Aufstieg und Fall des rotschwarzen Teams waren also im Grunde schon vor Ablauf der ersten Halbzeit ein abgeschlossenes Kapitel. Kreß im Kampf gegen sein Handicap eine leichte Beute seines Bewachers, Solz verletzt auf Linksaußen, Meier in dem für ihn tödlichen Gebiet des linken Verbinders — nach dem Ausgleichstreffer von Schmidt, der in der 31. Minute einen bereits abgewehrten Ball aus kürzester Entfernung gerade noch am Pfosten vorbei in die Ecke brachte, nach dem 1:1 (statt 2:0 für die Eintracht) klappte den Riederwäldern zunächst einmal überhaupt nichts mehr. Während der Pause bot die Kabine der Riederwälder ein Bild des Jammers. Bandage für Kreß, Massage für Solz, Massage für Stein, der ebenfalls über heftige Schmerzen klagte. Die elf Verzagten traten die zweite Halbzeit an wie eine Strafe.

Erstaunlich, was diese Mannschaft, in der nur noch acht unverletzte Spieler standen, von denen einer, nämlich Meier, notgedrungen auch noch auf einem für ihn unmöglichen Posten herumstocherte, gegen das Dortmunder Team der perfekten Techniker in den letzten 45 Minuten für Möglichkeiten herausholte, der Niederlage trotz allem zu entrinnen. Da waren ein bombastischer Lattenschuß Lindners aus 20 Metern, ein von Kurrat ins entlegene Toreck geprallter Stinka-Schuß und ein herrlich auf den Winkel gezielter Kopfball des gleichen Stinka, bei denen Kwiatkowski wahre Wunderwerke an Torhüterkunst verrichten mußte.
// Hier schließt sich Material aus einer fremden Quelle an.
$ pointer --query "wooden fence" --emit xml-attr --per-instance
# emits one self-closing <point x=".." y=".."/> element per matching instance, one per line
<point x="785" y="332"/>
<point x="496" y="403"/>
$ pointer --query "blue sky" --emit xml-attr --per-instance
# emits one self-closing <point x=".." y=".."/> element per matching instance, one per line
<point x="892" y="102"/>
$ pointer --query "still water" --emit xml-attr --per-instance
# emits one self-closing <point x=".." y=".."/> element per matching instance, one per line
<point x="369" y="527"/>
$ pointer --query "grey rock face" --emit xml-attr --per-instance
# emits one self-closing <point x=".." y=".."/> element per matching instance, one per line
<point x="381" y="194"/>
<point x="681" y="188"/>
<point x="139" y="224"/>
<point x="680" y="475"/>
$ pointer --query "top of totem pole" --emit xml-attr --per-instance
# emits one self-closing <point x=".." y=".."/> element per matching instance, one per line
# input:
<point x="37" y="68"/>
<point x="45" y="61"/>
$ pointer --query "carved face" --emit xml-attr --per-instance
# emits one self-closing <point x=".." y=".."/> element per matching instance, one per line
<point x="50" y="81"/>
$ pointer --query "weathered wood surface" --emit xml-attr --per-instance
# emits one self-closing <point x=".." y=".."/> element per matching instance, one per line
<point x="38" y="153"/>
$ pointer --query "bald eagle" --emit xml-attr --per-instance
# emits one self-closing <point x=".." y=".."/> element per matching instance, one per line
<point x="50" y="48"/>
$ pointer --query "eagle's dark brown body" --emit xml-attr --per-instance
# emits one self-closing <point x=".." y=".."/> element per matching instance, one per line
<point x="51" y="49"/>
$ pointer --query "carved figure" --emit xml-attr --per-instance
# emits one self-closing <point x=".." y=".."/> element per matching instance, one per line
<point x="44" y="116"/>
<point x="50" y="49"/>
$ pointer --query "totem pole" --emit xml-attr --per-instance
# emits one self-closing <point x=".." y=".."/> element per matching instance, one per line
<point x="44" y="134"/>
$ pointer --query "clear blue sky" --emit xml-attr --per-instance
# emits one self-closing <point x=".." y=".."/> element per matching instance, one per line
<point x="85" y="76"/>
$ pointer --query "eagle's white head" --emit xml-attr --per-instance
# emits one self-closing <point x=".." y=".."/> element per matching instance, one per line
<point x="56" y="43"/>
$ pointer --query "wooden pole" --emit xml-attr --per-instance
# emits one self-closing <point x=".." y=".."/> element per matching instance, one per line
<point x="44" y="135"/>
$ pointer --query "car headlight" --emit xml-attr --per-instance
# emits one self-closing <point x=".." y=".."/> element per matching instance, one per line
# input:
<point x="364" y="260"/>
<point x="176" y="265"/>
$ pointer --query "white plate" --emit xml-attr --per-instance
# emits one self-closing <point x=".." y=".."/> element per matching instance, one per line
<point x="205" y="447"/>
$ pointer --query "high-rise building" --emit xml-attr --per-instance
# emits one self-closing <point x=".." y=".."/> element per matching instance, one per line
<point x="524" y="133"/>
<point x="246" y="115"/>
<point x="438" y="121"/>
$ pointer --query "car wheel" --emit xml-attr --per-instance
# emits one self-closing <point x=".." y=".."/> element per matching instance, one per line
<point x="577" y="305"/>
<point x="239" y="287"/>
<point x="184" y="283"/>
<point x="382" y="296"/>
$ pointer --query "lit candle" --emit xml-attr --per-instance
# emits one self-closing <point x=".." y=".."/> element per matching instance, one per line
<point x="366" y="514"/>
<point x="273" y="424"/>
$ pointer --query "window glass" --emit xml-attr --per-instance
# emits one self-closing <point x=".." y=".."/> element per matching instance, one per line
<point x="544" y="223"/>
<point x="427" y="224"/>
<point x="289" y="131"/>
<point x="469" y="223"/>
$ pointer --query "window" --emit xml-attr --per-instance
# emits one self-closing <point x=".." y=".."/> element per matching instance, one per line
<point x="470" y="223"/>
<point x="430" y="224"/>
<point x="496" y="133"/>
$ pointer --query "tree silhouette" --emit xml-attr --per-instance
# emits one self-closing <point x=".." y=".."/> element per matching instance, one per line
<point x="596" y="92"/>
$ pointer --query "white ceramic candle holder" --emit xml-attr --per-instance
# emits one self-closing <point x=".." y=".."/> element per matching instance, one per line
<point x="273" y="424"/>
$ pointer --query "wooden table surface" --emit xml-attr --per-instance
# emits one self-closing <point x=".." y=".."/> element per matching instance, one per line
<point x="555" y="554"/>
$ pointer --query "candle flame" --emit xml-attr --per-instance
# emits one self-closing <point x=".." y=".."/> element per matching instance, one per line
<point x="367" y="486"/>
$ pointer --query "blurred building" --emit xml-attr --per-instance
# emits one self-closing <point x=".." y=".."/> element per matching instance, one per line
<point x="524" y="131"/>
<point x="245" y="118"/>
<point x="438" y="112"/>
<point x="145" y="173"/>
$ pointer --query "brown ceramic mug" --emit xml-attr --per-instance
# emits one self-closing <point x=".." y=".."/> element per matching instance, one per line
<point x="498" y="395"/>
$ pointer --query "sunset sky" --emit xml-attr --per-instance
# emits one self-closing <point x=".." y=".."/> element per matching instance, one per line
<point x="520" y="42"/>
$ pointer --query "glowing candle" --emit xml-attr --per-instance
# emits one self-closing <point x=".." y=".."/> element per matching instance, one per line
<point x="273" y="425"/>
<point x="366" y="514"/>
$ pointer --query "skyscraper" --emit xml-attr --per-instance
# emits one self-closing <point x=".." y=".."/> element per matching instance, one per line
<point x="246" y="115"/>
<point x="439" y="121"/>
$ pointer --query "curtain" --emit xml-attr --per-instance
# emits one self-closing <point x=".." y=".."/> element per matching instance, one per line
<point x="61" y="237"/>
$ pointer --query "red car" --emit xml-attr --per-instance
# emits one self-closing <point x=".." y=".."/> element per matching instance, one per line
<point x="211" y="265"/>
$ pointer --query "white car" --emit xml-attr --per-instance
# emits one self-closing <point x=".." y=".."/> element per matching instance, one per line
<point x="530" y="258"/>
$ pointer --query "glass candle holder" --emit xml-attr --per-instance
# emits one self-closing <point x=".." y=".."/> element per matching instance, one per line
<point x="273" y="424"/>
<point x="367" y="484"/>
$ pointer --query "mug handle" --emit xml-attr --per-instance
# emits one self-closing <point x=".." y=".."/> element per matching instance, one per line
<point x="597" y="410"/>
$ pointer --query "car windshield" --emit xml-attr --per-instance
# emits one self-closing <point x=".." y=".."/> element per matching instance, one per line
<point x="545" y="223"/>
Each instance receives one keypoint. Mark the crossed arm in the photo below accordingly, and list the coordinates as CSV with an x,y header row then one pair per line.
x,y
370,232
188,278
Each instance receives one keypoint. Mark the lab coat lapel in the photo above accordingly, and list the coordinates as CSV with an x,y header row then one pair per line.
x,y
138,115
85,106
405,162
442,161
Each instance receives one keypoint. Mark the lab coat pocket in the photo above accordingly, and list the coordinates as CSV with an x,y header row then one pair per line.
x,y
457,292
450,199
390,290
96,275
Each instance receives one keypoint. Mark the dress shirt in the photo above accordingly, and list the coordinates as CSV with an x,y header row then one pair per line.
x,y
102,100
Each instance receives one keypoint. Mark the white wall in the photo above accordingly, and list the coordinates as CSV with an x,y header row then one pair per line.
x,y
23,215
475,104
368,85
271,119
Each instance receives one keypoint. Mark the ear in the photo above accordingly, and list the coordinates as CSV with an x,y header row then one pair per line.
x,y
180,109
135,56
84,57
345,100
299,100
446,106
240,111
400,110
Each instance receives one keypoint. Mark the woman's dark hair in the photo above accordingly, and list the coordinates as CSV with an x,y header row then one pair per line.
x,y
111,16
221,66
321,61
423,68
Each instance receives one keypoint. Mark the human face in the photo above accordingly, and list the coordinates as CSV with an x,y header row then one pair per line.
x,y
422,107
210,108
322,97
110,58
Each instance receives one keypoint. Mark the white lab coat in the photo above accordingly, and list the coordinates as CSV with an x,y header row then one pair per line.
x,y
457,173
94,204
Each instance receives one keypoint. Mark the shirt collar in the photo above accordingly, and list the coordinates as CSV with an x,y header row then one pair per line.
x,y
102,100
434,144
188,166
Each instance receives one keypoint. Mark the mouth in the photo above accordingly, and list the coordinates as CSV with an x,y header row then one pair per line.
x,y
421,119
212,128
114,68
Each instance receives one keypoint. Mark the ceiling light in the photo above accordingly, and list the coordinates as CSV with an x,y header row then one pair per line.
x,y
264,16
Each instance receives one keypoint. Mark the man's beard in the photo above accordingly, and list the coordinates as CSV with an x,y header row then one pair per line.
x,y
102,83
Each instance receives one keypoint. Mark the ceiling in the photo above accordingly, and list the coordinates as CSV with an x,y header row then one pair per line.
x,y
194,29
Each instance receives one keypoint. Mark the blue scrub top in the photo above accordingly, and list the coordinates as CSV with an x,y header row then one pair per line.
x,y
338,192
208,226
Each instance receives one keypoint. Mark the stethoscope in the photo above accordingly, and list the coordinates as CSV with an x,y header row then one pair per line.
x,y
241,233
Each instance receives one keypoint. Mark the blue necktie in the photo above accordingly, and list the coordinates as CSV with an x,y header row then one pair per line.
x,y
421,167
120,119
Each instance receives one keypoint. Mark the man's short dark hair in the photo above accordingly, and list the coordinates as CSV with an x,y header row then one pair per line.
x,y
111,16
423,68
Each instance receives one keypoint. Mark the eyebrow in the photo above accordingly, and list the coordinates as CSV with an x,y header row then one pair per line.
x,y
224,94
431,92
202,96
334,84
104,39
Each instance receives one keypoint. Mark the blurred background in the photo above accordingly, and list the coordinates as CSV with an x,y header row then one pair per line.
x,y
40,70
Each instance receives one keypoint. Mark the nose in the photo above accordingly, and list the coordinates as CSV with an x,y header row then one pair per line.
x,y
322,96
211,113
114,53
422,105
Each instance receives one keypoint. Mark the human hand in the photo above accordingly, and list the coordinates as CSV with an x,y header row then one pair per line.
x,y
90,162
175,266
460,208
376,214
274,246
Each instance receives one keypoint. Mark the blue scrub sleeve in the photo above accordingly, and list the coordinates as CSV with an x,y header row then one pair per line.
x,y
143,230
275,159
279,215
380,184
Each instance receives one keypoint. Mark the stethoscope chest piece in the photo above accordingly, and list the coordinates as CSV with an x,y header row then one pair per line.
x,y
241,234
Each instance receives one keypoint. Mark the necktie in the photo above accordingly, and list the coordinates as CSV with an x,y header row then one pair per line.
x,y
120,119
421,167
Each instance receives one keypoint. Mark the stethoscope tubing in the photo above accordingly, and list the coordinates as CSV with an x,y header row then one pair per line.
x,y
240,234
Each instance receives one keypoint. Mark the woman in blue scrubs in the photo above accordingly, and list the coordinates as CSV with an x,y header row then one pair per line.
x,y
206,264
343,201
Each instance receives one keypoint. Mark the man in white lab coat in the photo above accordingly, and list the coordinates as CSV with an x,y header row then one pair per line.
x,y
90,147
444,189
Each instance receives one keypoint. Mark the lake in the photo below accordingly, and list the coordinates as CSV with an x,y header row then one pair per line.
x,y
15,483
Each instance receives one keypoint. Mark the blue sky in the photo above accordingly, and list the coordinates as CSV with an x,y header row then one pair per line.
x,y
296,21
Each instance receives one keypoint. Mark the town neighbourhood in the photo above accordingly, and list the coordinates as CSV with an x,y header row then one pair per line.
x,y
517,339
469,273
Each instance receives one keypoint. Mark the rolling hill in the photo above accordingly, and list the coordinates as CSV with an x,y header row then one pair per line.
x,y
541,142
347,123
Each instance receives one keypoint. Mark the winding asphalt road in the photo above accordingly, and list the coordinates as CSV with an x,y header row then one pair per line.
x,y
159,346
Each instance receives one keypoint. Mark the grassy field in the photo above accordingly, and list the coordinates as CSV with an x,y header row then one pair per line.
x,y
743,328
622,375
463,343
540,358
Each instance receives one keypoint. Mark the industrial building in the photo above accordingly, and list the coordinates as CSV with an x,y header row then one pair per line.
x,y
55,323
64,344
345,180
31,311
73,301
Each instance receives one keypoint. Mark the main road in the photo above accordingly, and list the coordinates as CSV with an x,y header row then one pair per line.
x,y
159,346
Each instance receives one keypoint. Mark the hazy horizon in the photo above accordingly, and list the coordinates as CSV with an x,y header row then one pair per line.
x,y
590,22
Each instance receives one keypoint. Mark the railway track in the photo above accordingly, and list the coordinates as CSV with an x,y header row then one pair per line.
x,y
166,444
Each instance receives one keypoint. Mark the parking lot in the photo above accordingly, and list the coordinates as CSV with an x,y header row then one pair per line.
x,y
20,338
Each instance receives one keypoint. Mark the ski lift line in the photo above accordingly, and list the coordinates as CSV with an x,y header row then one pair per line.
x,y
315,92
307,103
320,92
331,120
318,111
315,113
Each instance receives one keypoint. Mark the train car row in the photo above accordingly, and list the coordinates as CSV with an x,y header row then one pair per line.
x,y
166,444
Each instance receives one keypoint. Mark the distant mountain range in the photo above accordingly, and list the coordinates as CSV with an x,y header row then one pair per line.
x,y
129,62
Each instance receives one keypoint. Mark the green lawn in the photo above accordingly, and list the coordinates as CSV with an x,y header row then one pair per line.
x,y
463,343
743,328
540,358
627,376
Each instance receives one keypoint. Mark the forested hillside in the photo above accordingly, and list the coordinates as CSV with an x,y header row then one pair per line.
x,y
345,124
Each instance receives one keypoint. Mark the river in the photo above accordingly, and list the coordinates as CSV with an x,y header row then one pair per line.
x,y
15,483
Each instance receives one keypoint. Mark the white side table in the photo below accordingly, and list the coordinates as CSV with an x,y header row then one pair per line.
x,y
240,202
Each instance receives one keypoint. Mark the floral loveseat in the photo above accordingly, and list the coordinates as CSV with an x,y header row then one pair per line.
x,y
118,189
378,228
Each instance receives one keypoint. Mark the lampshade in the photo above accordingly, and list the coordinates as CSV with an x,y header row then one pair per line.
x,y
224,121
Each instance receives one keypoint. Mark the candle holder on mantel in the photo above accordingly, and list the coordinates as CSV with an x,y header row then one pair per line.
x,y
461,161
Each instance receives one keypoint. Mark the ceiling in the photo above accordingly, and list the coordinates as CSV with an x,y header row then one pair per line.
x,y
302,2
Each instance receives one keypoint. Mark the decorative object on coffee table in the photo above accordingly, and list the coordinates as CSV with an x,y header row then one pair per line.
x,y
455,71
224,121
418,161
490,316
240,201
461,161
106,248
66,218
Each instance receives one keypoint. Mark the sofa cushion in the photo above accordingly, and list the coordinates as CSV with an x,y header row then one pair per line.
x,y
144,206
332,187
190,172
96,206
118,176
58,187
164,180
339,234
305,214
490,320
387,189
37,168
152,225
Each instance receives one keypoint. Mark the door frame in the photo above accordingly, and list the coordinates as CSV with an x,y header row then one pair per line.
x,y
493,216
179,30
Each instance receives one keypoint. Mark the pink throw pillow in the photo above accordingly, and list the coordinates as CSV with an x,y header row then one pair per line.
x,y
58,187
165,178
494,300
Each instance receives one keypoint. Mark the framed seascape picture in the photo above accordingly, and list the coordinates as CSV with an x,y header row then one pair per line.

Dazwischen aber lag jener zunächst offenbar nicht ganz ernst genommene Parforceritt des Außenläuferponnys Peters, der in der 74. Minute von den Mittelfeldbereichen bis zum kurz vor der Torlinie gelegenen 2:1-Punkt kaum auf Widerstand stieß. Ludwig Dotzert


Drei verletzte Spieler

Der Vergleich mit einem Endrundenspiel aus dem Jahre 1959 drängt sich auf. An der gleichen Stelle mußten damals neun Eintrachtler ihren knappen 2:1-Sieg über den 1. FC Köln über die Runden bringen, und ein undankbares Publikum pfiff eine garstige Melodie dazu. Damals wurde Pfaff nach wenigen Minuten, Horvat nach einer halben Stunde verletzt. So standen wie diesmal gegen Borussia zwei Lädierte auf den Flanken.

Zu den verletzten Solz und Kreß kam heuer noch ein angeschlagener Stein, der ebenfalls in der Pause behandelt werden mußte. Was konnte man von dem Sturm mit einem „ungelernten" Halbstürmer wie Meier und einem nervösen Lindner, dem der Ball schon bei der Annahme an diesem Tag nicht gehorchen wollte, im zweiten Teil erwarten? Steins Unternehmungskraft blieb fast die alte. Nur die Wege wurden ihm immer mehr verbaut, weil Dortmunds Deckung nur noch die halbe Aufmerksamkeit auf die Flügel zu richten brauchte. Als noch alles gesund war im Eintracht-Sturm, zitterte ein so erfahrener Mann wie Burgsmüller bei jedem Riederwälder Vorstoß. Er ließ Kreß und Lindner über seine Schuhe purzeln, daß Dusch energisch mit dem Finger drohte. Da drehte und wand sich Stein um Freddy Kelbassa, der erst stark wurde, nachdem sich viele Helfer zu ihm gesellten. Der sicherste, der nie wankte, war Kwiatkowski, dem auch das nötige Glück bei den Lattenschüssen und dem vielzitierten Elfmeter nicht fehlte. Der Elfmeter, den Lutz vergab, hätte zum 2:0, der Schmetterball Lindners in der 53. Minute an die Latte noch zum 2:1 für die Eintracht führen können.

Die Aufgabe der Eintracht-Deckung war schwerer als im Dortmunder Vorspiel. Konietzka, der damals bei Weilbächer völlig untertauchte, hatte diesmal einen Sonnentag. Zweimal bremste ihn zu Beginn der Eintrachtler. Dann schlug der Dortmunder Halblinke Haken wie ein Hase, und reihenweise blieben die Frankfurter auf der Strecke. Noch viel wirksamer spielte Aki Schmidt, der gegen die Eintracht wohl immer die guten Hosen anhat. Er war auch beim 1:1 ein ausgesprochenes Glückskind, denn ganz unprogrammgemäß kam ein Ball zu ihm, als er in der 32. Minute einmal am linken Flügel stand. Konietzka und Schmidt führten auch Schütz brav mit ins Gefecht. Als Torschütze spielte der Borussia-Mittelstürmer auch im zweiten Spiel mit der Eintracht keine Rolle. Die Außen Cyliax und Cieslarczyk hatten bei den Eintracht-Verteidigern nicht allzu viel zu sagen. Um so stärker schob sich Peters bei jeder passenden Gelegenheit in den Sturm der Westdeutschen vor, und da sich wohl niemand für ihn zuständig fühlte, fiel ausgerechnet durch den linken Läufer auch das entscheidende Tor von halbrechts aus.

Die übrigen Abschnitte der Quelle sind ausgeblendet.